Inflammation is the immune system’s biological response against different infectious or non-infectious stimuli. These stimuli may activate a cascade of inflammatory responses. Inflammation is needed to fight infection, but a prolonged state of inflammation may lead to chronic inflammatory diseases, such as obesity, type 2 diabetes, heart disease, and cancer. Many natural compounds can be used to fight against or prevent these diseases due to their anti-infective, antioxidative, anti-inflammatory, and anticarcinogenic properties.
Fermented plant products are highly popular foods worldwide and are a rich source of natural compounds, such as probiotics and phytochemicals. Traditionally, fermentation was a method to preserve foods for a longer time; however, this process recently has attracted great attention due to the increase in the nutritional value of foods and the production of health-promoting components.
Although dairy products, such as certain yogurts, kefir, and cottage cheese remain the main source of probiotic bacteria in our diet, fermented plant foods are also unique sources of health-promoting probiotics such as lactic acid-producing bacteria (LAB). Lactobacillus, Leuconostoc, Pediococcus, and Weissella genera are the main LAB involved in plant foods’ fermentation process. Look for these words under “Live and Active Cultures” on select food products, usually located next to the nutrition facts label. The gut remains the most important organ in which fermented foods exert their beneficial effects. Probiotic consumption in the form of fermented foods can increase the amount of favorable gut bacteria, which may help promote a healthy weight and improve overall health. Additional anti-inflammatory plant foods to be on the lookout for are fermented blackberries and blueberries, fermented cabbage, like sauerkraut or kimchi, and fermented soy products, such as tempe, natto, douche, hawaijar, and miso.

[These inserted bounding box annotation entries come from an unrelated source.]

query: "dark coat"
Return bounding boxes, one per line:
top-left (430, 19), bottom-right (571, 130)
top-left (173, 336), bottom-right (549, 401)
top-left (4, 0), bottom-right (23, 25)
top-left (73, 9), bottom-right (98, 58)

While probiotics are the healthy type of gut bacteria, prebiotics are the foods that feed them. Prebiotics mainly come in the form of plant-based fibers from fruits, vegetables, whole grains, legumes, and starchy roots.
In addition to colorful fruits and vegetables, coffee and tea also have antioxidant properties, but should be enjoyed without added sugars.
Lastly, omega-3 fat sources, such as fatty fish, like salmon, tuna, cod, mackerel, and sardines, as well as chia seeds, flax seeds, walnuts, and soybeans are known to have anti-inflammatory properties and, therefore, might be useful in the management of inflammatory and autoimmune diseases.